Our first course Zatsuki was wonderful. A bite of crunchy puffed rice topped with grilled sanma tempered by its slightly sweet marinade. We paired with a delightful Yoshinogawa Ginjo sake throughout the meal. Buttery, silky bodied sake with hints of nuts.
The Sakizuke topped with house made botarga was a unique dish of chilled spaghetti squash, carbonara style. Creamy, slightly crunchy from the squash and the botarga’s punchy seafood flavors made it interesting.

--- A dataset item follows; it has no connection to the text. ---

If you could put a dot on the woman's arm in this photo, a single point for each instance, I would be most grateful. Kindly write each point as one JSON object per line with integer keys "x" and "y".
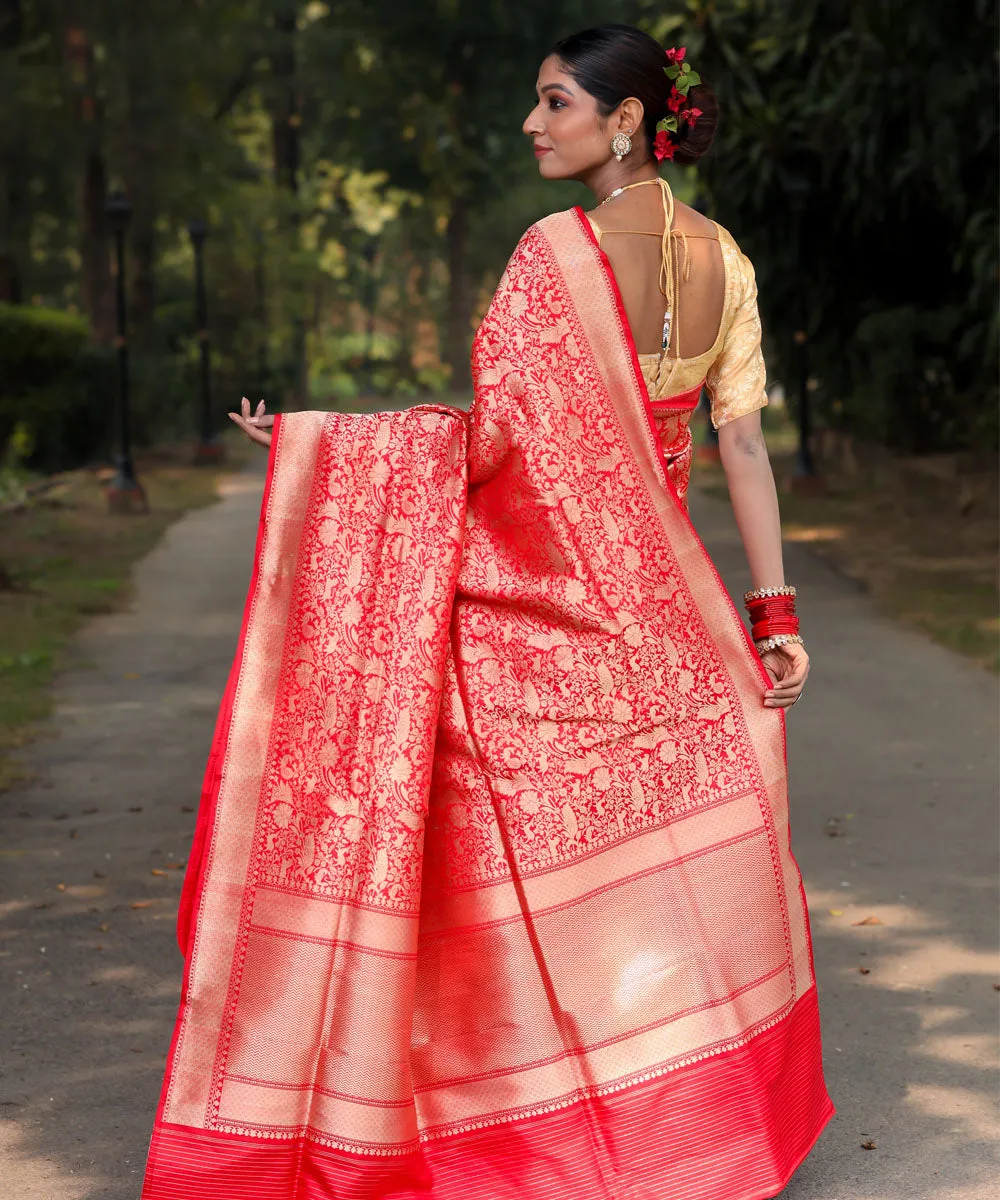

Going along with the theme of fish, the Oshinogi are two slices of tempura tuna and Madai red snapper maki roll. Grease less, delicately crisp rolls that had pronounced flavors of both fish.
The fourth course called Owan was incredibly memorable for the tetsubin mushi soup set in a beautifully rustic iron teapot. Clear and boldly flavored as consommé flavored with Hamo pike eel, Matsutake mushrooms, and onion. I kept thinking to myself I need to have a pot of this everyday, especially in the chilly climes we’re having in New York City.
The Yakimono course is a slice of Amadai tile fish tsubu miso-yaki, Matsuba chive and Satoimo potato. The sweet-salty treatment of the miso marinade was tasty and the chewy, almost mochi-like potato balls gave it an interesting texture to the whole dish.
The Nimono read the most unique dish of the bunch – dried persimmon, fresh persimmon, Ebishimjo agedashi, Dominican pepper and ginko nuts “Kyuju.” It’s a play of textures from the silky, sweet fresh persimmon and the slightly chewier dried persimmon. The various tempura of ground shrimp and tofu mixture was delicious. The mildly spicy Dominican pepper and ginko nuts were good albeit a touch greasier than I expected. The broth was tasty but had a little too much soy sauce for my preference.
Next up was the Tomezakama. A small mound of noodle-shaped, umi-somen seaweed topped with grated, subtly sweet Oroshi Hosui pear and served on the side, dashi vinegar. Clean flavors that would set us up for the climax of the meal.
The eighth course is Oshokuji, a large clay pot containing a generous amount of Maitake mushroom and Jidori Kamadaki rice that our waitress mixed and graciously served us. One the side, we were served a lacquer bowl of salty red miso soup and mouse made daikon radish pickles to accompany our bowl of rice. (It is Maitake mushroom season and the Japanese revere this mushroom like the French and Italian would for truffles.) The miso soup added the needed salinity for the bowl of wonderful mushroom rice and the daikon pickles added a subtle bitter and sweetness.
To finish our meal, the dessert is truly a play on beloved Japanese flavors — matcha green tea, adzuki red bean and hojicha. The cube of matcha green tea and red bean bavarois cake was perfect. Not too sweet, a nice balance of creamy and chunky from the red bean bavorois filling. The hojicha ice cream was great. Toasty, nutty flavors of the hojicha shined on this not too dense ice cream.
This was a great meal. The menu was well thought out (as in the succession of courses made sense). Service was cordial and professional. And since they do offer an a la carte menu, I would stop by again for their other dishes.